Review: Looking for Alaska

Looking for Alaska by John Green
4.5 stars

Summary (from School Library Journal): From the very first page, tension fills John Green's Michael L. Printz Award-winning novel (Dutton, 2005). Miles Halter, 16, is afraid that nobody will show up at his party because he doesn't have many friends. He loves to read biographies and discover the last words attributed to famous people. He's particularly intrigued with the dying words of poet Francois Rabelais: "I go to seek a great perhaps." Miles is leaving his loving Florida home for the "great perhaps" of the same Alabama boarding school attended by his father. Ominous chapter headings (40 days before, 10 days after) reveal that something tragic may happen. At school, Miles is accepted by a brainy group of pranksters led by his roommate and Alaska Young, a smart and sexy feminist. The teen becomes captivated by his new friends who spend as much energy on sex, smoking, drinking, and cutting-up as they do on reading, learning, and searching for life's meaning. As the school year progresses, Miles's crush on Alaska intensifies, even after it becomes evident that her troubled past sometimes causes her to be self-destructive. This novel is about real kids dealing with the pressures of growing up and feeling indestructible. Listeners will be riveted as the friends band together to deal with the catastrophic events that plague their junior year, and rejoice at their triumphs.

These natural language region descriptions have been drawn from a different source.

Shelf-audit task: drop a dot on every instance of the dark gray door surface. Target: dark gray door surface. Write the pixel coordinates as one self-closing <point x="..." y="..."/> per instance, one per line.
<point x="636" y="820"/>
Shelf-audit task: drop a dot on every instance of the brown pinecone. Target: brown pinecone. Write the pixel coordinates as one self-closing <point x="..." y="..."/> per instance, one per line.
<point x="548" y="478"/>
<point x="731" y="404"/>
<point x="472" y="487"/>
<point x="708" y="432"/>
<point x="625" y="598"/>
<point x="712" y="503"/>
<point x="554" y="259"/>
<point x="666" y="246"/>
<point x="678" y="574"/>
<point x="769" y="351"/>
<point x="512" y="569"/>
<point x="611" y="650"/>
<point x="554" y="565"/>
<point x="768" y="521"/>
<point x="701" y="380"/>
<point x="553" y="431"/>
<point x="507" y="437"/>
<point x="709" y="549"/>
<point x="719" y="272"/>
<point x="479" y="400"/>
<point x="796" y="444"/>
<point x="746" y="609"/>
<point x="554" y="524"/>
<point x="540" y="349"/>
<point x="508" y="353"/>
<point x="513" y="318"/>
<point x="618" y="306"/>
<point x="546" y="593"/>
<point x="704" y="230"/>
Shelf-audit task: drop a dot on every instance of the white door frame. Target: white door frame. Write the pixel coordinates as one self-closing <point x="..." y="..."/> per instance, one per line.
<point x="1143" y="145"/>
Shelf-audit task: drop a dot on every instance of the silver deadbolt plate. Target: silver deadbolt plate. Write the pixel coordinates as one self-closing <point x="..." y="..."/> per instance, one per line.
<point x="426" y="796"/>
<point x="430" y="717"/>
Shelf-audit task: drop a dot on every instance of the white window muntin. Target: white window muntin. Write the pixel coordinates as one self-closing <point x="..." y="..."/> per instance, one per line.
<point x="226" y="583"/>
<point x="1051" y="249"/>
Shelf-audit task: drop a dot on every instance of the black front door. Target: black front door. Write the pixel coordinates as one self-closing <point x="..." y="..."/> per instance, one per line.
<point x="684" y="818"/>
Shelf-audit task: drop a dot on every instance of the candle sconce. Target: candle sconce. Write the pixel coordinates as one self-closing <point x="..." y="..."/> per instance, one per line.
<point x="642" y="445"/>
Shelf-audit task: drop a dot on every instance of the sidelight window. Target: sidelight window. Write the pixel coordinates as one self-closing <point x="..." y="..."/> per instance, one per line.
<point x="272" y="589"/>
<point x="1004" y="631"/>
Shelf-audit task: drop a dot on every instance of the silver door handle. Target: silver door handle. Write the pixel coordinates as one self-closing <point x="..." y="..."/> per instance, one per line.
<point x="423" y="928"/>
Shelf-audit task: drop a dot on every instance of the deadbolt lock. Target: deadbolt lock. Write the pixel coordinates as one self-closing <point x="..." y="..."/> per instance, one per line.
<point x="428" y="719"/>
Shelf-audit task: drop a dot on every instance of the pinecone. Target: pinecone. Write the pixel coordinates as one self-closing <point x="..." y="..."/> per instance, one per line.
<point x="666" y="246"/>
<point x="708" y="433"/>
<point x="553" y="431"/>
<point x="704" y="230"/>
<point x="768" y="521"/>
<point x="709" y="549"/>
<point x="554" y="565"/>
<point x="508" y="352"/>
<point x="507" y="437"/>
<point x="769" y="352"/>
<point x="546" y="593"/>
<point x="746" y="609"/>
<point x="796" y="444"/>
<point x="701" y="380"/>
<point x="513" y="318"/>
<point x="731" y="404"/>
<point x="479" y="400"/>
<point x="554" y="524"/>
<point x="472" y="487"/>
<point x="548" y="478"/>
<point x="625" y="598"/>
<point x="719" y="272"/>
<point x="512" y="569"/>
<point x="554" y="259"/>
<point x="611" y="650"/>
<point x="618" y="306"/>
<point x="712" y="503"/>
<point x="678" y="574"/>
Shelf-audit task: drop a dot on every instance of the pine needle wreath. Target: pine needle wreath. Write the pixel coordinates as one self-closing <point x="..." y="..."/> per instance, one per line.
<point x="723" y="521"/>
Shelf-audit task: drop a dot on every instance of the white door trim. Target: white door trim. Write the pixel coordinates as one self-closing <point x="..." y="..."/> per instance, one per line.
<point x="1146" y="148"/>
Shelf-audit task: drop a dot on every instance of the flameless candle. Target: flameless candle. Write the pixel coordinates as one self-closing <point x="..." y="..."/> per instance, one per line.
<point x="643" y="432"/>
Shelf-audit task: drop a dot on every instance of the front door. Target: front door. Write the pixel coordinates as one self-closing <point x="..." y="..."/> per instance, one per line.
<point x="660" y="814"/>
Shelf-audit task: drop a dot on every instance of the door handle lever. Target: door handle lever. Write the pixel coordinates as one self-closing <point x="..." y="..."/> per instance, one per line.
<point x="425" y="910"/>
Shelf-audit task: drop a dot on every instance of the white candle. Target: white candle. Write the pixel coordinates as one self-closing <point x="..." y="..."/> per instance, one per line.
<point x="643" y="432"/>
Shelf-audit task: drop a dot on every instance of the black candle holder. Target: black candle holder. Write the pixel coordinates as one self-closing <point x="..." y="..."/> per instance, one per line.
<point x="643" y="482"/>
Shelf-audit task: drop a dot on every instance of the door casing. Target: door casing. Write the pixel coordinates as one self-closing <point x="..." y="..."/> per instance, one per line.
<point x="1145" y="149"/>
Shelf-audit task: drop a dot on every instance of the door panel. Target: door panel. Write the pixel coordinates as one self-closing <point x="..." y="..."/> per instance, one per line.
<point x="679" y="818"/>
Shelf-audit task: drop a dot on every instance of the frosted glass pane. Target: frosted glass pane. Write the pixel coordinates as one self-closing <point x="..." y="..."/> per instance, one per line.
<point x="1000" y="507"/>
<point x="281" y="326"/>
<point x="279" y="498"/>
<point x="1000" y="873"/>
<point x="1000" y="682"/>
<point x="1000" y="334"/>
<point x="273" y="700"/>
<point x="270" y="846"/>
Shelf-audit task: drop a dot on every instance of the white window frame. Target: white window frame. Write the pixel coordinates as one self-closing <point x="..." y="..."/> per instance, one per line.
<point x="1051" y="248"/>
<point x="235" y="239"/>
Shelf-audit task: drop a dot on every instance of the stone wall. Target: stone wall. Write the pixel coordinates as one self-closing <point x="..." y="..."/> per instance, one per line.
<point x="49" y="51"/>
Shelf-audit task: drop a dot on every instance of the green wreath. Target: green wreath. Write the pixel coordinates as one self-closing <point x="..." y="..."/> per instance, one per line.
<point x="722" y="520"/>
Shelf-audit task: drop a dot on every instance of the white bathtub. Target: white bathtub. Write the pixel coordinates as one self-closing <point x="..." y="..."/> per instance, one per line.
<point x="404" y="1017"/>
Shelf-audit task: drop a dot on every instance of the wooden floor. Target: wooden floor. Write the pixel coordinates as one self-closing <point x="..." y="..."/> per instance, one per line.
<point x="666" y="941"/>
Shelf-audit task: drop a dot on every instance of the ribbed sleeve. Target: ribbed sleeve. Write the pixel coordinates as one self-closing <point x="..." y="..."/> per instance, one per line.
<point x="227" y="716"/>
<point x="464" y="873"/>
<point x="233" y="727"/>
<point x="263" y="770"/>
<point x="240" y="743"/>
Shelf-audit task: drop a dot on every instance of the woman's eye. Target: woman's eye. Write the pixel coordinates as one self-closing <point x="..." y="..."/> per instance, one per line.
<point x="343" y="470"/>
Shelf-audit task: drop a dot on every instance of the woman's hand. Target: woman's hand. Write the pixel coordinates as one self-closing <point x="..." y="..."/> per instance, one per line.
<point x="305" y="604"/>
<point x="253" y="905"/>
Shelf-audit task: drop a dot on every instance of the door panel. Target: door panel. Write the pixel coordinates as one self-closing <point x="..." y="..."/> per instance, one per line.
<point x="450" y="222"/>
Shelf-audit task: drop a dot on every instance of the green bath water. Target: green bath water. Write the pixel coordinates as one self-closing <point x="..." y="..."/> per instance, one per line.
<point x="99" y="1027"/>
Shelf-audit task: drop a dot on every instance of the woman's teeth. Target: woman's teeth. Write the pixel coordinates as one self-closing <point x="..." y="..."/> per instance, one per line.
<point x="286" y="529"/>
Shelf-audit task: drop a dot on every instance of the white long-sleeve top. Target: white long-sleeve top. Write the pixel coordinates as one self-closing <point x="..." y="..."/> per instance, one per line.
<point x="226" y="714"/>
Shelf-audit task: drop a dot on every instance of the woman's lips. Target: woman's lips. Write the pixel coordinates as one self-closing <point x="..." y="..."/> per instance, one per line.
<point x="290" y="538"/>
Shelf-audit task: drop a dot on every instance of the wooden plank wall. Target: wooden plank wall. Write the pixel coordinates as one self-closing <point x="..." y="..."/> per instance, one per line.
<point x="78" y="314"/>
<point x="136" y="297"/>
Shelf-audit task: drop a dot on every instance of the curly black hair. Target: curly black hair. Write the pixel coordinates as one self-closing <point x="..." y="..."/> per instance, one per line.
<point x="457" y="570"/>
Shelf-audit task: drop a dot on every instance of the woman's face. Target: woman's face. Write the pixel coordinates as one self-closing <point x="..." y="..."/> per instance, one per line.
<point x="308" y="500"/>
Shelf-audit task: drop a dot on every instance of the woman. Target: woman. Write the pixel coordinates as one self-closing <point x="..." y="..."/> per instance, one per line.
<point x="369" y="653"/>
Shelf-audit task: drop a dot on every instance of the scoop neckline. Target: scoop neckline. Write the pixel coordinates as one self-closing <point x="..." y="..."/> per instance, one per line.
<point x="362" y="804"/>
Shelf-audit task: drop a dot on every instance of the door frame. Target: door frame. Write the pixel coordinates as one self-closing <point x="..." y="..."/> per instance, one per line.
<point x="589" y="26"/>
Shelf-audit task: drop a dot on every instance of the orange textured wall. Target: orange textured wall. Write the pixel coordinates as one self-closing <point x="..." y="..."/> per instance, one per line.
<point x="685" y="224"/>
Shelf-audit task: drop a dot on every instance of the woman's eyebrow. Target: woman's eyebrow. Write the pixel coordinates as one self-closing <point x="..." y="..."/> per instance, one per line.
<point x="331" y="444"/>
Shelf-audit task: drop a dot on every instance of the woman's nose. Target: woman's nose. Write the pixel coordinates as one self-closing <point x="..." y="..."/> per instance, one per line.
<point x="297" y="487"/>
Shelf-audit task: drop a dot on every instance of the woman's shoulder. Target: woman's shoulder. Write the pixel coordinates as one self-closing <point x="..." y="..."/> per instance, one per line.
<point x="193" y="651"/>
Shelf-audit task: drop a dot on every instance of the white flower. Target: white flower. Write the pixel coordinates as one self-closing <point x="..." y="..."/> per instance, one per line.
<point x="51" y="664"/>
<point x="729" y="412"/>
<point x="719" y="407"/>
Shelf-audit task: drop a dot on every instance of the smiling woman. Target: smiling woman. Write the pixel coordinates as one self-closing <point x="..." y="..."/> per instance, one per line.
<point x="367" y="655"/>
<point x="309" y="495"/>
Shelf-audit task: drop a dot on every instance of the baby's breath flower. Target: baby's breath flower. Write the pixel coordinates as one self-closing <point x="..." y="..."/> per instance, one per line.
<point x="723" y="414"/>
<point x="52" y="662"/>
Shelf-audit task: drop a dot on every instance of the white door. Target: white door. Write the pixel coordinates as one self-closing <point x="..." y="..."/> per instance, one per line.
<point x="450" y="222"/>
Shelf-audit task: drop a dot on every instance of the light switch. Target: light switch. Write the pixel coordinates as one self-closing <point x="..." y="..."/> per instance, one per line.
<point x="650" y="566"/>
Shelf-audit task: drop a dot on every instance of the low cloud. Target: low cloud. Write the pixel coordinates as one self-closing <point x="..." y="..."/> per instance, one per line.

My thoughts: I'd been wanting to read the Printz Award-winner for quite a while and I'm glad the What's in a Name challenge gave me the chance. As I've said before, I don't read many "boy books" - but this one is quite remarkable. As SLJ points out, the characters are very real - they aren't perfect, they have quirks, yet they care about each other and their education. Alaska is a bundle of contrasts - sometimes sweet, sometimes caring, sometimes mean, sometimes self-destructive. She's very smart, but her pain causes her to do things before thinking them through, hurting herself and others.

I was so happy when Miles made friends at "the Creek" because the opening scene of his pathetic birthday party is really sad, although he takes it in stride. The rail-thin newbie is given the ironic nickname of Pudge (because he's rail-thin) by his roomate the Colonel (so called because of his prank-organizing prowess) and from then on he's part of the Colonel's group, with Alaska and secondary characters Takumi and foreign beauty Lara.

The tension caused by the countdown is a great effect - you know something bad's going to happen and you figure it will probably happen to Alaska, but when the time comes, it's still a blow.

Despite the tragedy, the book also has humour, which I appreciated. One of my favourite scene was Miles being bitten in the behind by a swan while he's running for his life after pulling a prank. "And then I was running with a noticeable limp, because my ass was on fire, and I thought to myself, What the hell in in swan saliva that burns so badly?"

John Green became something of an It Author after this was published, and now I see why. I think I'll have to give his next book, An Abundance of Katherines, a go.


Jill said...

I enjoyed this book too. Some of the scenes are laugh-out-loud funny, but I think he dealt with the "serious" subject matter very well. I hope to read Abundance of Katherines sometime soon too.

John Green also makes some funny videos on YouTube. There's a really good one about censorship floating around out there...


tinylittlelibrarian said...

I thought so, too. I usually stay away from "serious" books, but this one was really good. And that's cool about the videos, I'll have to look him up. Thanks!